Top pages visited by LLM crawler bots
As I mentioned earlier, one of the most useful features in Scrunch Agent Traffic monitoring is the list of top pages visited by LLM bots. This is one of the best ways to understand which of your content is performing best. Let’s expand on that a little.
It used to be that you’d want to know which pages got the most click-throughs from Google searches, which can be easily found in your Google Search Console. This is still important, as the majority of searches are still happening through Google. But when people outsource search to ChatGPT and other LLM chatbots, a human may never click through to your page. These are called “zero-click” search results.

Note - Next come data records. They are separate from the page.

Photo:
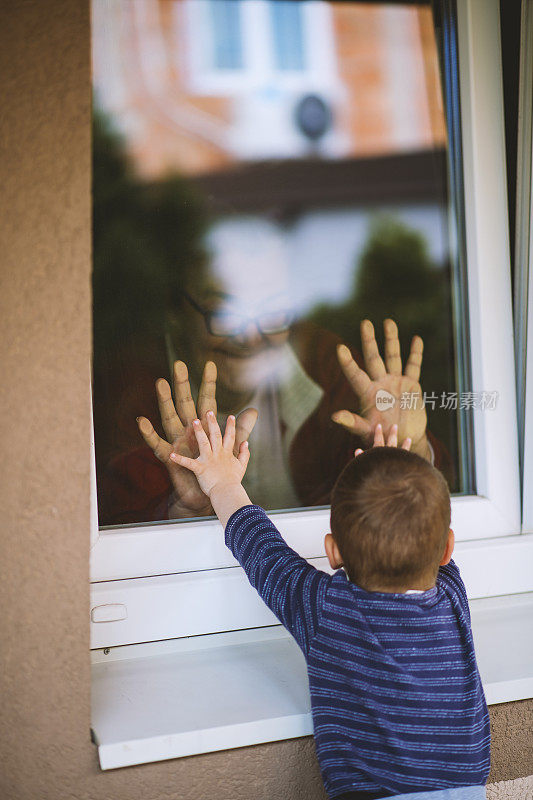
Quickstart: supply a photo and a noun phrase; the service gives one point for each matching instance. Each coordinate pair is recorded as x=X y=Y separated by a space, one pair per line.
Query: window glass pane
x=287 y=34
x=226 y=33
x=256 y=227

Theoretically, you could have an insanely popular page that has valuable content, but a low number of human clicks. That’s why it’s so important to monitor LLM crawler traffic. Scrunch Agent Traffic will show you which pages were most visited by LLM crawler bots, giving you a better idea of which content to make more of.
Recent bot requests
The last thing you’ll see on the Agent Traffic page is recent bot requests. They tend to be from the last 24 hours or so. I always find it rewarding (and validating) to see the list of all the bots that have recently visited, what they’re looking at, and whether they’re retrieving, indexing, or training.

Check your LLM crawler bot traffic regularly
I really do like that Scrunch offers the ability to track LLM bot traffic right within your AI visibility platform. If you already use Scrunch, you should definitely work with your webmaster to connect your site and take advantage of this feature. If you’re comparing platforms and like the idea of having this tool integrated into your AI visibility dashboard, then Scrunch has the competitive edge.
However you monitor LLM bot traffic, make sure to regularly check your dashboard (weekly if possible) to spot trends in content popularity or identify any gaps in bots that aren’t visiting your site. As always, On Marketing can set up and report on LLM bot traffic for you, so that you can focus on creating high-visibility content.